Fix the cost problem, you fix the whole problem. I wish Price success and I also wish the GOP had spent one minute of time addressing the cost problem instead of just obstructing anything Obama was doing.
 
Fix the cost problem, you fix the whole problem. I wish Price success and I also wish the GOP had spent one minute of time addressing the cost problem instead of just obstructing anything Obama was doing.
A government mandate to pay for other peoples health insurance while providing that $ame care for your Ohana will always be unpopular to say the least.
 
A government mandate to pay for other peoples health insurance while providing that $ame care for your Ohana will always be unpopular to say the least.

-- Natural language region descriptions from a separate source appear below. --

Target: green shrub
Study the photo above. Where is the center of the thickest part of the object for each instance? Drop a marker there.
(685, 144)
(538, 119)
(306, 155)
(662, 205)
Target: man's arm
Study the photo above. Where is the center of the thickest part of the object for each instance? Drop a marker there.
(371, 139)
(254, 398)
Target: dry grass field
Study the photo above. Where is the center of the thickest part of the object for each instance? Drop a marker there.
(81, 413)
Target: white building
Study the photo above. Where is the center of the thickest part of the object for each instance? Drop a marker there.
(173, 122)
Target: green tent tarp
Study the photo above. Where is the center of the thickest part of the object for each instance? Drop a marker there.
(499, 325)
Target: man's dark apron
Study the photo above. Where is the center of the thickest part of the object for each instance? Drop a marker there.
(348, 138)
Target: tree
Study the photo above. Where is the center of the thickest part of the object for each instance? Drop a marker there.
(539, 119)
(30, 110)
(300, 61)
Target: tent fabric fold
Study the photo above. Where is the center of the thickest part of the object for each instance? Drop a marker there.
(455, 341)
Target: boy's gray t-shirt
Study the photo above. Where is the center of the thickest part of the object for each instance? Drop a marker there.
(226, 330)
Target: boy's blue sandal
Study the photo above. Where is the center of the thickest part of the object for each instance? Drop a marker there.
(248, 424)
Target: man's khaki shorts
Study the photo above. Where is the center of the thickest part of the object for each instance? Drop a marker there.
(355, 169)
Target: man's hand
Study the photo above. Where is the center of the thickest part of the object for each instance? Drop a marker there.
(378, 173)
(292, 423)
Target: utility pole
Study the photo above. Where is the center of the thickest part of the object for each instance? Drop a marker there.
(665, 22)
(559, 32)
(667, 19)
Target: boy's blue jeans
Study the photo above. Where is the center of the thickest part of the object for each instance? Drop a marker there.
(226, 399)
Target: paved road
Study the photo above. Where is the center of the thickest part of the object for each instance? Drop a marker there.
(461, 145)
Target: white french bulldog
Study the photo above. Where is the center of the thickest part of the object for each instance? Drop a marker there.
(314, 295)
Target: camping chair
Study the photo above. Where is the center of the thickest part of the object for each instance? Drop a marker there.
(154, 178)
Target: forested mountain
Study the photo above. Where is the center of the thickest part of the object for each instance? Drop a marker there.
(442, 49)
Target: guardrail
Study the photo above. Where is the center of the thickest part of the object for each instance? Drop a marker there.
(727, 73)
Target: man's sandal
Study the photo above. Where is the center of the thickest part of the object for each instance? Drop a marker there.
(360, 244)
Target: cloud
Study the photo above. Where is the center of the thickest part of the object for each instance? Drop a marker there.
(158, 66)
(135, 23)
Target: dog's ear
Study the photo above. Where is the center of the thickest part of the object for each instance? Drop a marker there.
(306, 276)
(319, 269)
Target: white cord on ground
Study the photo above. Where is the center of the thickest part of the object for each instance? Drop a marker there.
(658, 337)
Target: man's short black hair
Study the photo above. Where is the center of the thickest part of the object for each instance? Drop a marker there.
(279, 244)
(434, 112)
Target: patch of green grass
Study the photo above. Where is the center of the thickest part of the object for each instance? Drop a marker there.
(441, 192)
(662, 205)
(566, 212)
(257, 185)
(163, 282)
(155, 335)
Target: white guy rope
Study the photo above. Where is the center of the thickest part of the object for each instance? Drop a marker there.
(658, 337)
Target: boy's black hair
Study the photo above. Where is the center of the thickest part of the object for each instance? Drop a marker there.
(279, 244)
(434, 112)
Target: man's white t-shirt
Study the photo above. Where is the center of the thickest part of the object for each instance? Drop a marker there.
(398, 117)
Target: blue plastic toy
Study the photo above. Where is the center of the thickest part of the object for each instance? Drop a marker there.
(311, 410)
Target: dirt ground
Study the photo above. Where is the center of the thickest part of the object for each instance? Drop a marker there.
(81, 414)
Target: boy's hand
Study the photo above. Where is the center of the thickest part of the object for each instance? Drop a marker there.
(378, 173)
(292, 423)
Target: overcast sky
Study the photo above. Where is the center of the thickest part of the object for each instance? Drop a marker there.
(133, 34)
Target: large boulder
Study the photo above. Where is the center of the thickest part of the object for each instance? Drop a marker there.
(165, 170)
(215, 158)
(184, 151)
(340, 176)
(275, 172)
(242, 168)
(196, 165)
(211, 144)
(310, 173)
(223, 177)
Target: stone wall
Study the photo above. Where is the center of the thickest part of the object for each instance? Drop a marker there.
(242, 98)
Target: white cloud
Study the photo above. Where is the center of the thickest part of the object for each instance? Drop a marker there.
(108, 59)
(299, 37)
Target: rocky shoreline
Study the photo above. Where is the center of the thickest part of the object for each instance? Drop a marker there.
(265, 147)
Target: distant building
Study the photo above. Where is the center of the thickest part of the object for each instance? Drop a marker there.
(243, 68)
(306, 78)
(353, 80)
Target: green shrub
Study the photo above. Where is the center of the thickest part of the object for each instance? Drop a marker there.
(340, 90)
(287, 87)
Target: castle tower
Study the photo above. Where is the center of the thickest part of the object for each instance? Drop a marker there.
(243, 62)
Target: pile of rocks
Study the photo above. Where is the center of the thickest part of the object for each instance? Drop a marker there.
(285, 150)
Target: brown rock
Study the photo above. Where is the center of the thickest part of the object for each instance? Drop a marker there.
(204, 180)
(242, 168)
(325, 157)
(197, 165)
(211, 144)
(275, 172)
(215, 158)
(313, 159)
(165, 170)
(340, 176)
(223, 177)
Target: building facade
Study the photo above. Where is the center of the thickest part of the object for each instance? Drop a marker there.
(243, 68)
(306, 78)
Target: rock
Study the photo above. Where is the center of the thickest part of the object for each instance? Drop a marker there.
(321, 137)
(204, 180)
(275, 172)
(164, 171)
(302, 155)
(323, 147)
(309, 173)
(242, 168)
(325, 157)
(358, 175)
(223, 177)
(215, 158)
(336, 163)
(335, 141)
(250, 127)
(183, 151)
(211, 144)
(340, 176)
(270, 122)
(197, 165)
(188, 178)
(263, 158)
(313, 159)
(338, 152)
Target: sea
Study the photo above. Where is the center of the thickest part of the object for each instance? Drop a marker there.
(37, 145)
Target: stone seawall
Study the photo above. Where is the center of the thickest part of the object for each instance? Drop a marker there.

The system needed fixing, why didn't they participate? ACA fixed one problem, millions of uninsureds, it didn't fix the rising cost problem, which in the end, is the most important to fix.
 
The system needed fixing, why didn't they participate? ACA fixed one problem, millions of uninsureds, it didn't fix the rising cost problem, which in the end, is the most important to fix.
ACA did not fix the uninsured problem because there are not enough "subsidizers" going forward.
 
ACA did not fix the uninsured problem because there are not enough "subsidizers" going forward.

It did, it just didn't fix the rising costs, so the whole thing can't work if we just let our healthcare system continue fucking us...

Admit it, US Healthcare is a total failure of free markets. This from a guy who is a fan of our free market system, just have to be able to admit where it's limitations are.
 
It did, it just didn't fix the rising costs, so the whole thing can't work if we just let our healthcare system continue fucking us...

Admit it, US Healthcare is a total failure of free markets. This from a guy who is a fan of our free market system, just have to be able to admit where it's limitations are.
You're a finance guy. You know about ignoring risk. ACA ignores risk pools.